How Spanish changed my life
When I first arrived in Valencia to teach English in 2009, I had taken 4 weeks of evening class. I think it’s fair to say I didn’t have a clue. When my parents came over to visit me after about a month of living there, I asked someone for directions to a restaurant, and pretended to understand them! We spent about half an hour wondering around getting lost before I gave in and we went somewhere else.
Progress in Spanish was neither quick nor slow, and it certainly wasn’t steady. Week after week, month after month, I carried on doing whatever I could to improve my Spanish. Everyone should find ways of learning that work for them – I memorised verb tables, wrote out hundreds of vocabulary flashcards, read Spanish books, went to Spanish classes, met Spanish speakers for “intercambios”, listened to podcasts, and did whatever I could.
I wasn’t following any particular methodology, just trying to live my new found passion for the language. Maybe I could have learned quicker if I had the latest gizmo app, or if I took approach A over approach B. I didn’t really think about these things. I just had a love for the culture, a love for the language, and a deep desire to learn it. That was all I needed – everything else took care of itself.

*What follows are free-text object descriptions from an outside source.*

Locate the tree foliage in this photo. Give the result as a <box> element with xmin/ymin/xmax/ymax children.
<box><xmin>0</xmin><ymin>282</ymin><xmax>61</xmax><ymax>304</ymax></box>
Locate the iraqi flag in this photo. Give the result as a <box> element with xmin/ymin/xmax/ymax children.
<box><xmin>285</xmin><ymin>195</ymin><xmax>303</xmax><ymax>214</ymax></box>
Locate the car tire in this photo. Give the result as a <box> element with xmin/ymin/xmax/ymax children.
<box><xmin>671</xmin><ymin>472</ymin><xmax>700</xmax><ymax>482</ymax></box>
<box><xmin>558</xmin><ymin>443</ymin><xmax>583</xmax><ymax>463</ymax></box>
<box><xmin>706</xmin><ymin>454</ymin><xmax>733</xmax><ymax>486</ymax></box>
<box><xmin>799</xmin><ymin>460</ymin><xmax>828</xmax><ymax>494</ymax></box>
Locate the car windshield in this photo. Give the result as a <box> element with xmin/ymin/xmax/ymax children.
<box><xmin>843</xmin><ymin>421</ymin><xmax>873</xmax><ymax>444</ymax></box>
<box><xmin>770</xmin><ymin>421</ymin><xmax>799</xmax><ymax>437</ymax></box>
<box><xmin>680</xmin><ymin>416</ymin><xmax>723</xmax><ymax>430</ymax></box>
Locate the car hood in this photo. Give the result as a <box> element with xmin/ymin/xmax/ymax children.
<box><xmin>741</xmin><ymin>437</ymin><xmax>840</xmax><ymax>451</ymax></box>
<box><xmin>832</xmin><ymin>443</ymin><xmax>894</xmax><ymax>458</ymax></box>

There never came a point when a light bulb switched on and I found I could effortlessly express myself in Spanish. However, bit by bit, in my conversations I slowly realised that I was having to think less and less, and the words and phrases were coming to me more quickly and seamlessly. I found myself connecting the dots. I forgot whether I was speaking in English or Spanish, and I worried more about what I was saying than how I was saying it. I still made (and make) errors, but these didn’t get in the way of me saying what I wanted to. Instead of saying “become fluent”, I now prefer to say “become comfortable”, as that’s more how it feels.
A new world slowly opened
Lifelong friends and relationships, built using Spanish. I know I wouldn’t have ever met or been friends with these people if I couldn’t speak their language, and thanks to this I gained access to their lives, cultures, customs, and company. That was worth it in itself.
I love the feeling of getting off the plane in Spain, feeling the Mediterranean sun on my face, smelling that first breakfast of “jamón”, tomatoes, and olive oil on bread, and hearing the earthy sounds of the Spanish pronunciation. I feel like I’ve come home after being away. It’s the same when I go to Colombia, and feel the hustle and bustle of Bogotá, and the vibrancy of Colombia’s culture and people. There are so many other places to explore, and I know that I’ll be able to navigate my way around in a way that non-Spanish speakers can’t.
Whether it’s Spanish music, Colombian politics, Spanish literature, poetry, films, and everything and anything else, a cultural universe has opened up to me. I feel like the world has become more colourful as a result
I’ve found the people I’ve met have inspired me. In our podcasts, we’ve interviewed people from Colombia, Mexico, Ecuador, Peru, Cuba, and the list is expanding. Each has a varied background, and their own fascinating stories to tell, whether good or bad.
I’m telling you all of this not because I want to boast or discourage you, but to let you know that everything I’ve talked about is accessible to anyone who wants it enough. It hasn’t been easy, but it’s been worth it a thousand times over! Hopefully my experience strikes a chord with you, and I really hope it encourages you to continue your love of Spanish, whatever your level might be!